COVID-19: a potential public health problem for homeless populations

Jack Tsai a,b,c, Michal Wilson a
PMCID: PMC7104053  PMID: 32171054

Severe acute respiratory syndrome coronavirus 2 (SARS-CoV-2) is infecting people throughout the world. It is probable that coronavirus disease (COVID-19) will be transmitted to people experiencing homelessness, which will become a major problem in particular in North America where there are sizable populations of people experiencing homelessness in nearly every metropolitan city in the USA and Canada. In the USA, more than 500 000 people were reported to be experiencing homelessness on any given night over the past decade (2007–19).1 The State of Homelessness in Canada 2016 report2 estimated 35 000 people are experiencing homelessness on any given night in Canada.
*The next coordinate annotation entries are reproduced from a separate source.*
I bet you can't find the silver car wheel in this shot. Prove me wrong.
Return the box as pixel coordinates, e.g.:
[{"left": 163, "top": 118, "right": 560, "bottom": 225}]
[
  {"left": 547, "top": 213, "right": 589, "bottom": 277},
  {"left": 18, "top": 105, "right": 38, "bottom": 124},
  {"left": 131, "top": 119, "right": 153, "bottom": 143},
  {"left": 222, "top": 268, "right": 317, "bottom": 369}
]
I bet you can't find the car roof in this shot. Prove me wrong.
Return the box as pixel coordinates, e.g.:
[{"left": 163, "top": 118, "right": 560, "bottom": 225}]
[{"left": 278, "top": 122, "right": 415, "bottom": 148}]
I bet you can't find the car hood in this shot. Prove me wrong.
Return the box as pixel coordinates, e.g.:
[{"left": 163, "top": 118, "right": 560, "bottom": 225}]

People experiencing homelessness live in environments that are conducive to a disease epidemic. Many people experiencing homelessness live in congregate living settings—be it formal (ie, shelters or halfway houses) or informal (ie, encampments or abandoned buildings)—and might not have regular access to basic hygiene supplies or showering facilities, all of which could facilitate virus transmission. People experiencing homelessness are a vulnerable group, and their potential exposure to COVID-19 might negatively affect their ability to be housed, and their mental and physical health. People experiencing homelessness aged younger than 65 years have all-cause mortality that is 5–10 times higher than that of the general population.3 COVID-19 infection might further increase this mortality disparity.

Many people experiencing homelessness have chronic mental and physical conditions,4 engage in high rates of substance abuse (including sharing of needles),5 and have often less access to health care,6 all of which could lead to potential problems with screening, quarantining, and treating people who might have COVID-19. Such problems have occurred as recently as last year, when outbreaks of typhus, hepatitis A, tuberculosis, trench fever, and Shigella bacteria were reported among people experiencing homelessness in US cities with large homeless populations.7

There are some additional issues, which are unique to people experiencing homelessness, to consider with regards to COVID-19. Homeless populations might be more transient and geographically mobile than individuals in the general population,8 making it difficult to track and prevent transmission and to treat those who need care. COVID-19 was recently found to be transmittable via the oral–faecal route.9 Some major US cities with large homeless populations, like San Francisco, have experienced issues with public defecation, which might pose an additional transmission risk for people experiencing homelessness and other individuals. Together, the multitude of potential vulnerabilities and risks for people experiencing homelessness in becoming infected, needing care, and transmitting COVID-19 cannot be ignored and must be planned for. Some lessons can be learned from the response to severe acute respiratory syndrome among homeless service providers nearly two decades ago.10 Testing kits and training on how to recognise COVID-19 should be widely disseminated to homeless service providers and deployed in shelters, encampments, and street outreach. Alternative spaces might be needed to quarantine and treat people experiencing homelessness.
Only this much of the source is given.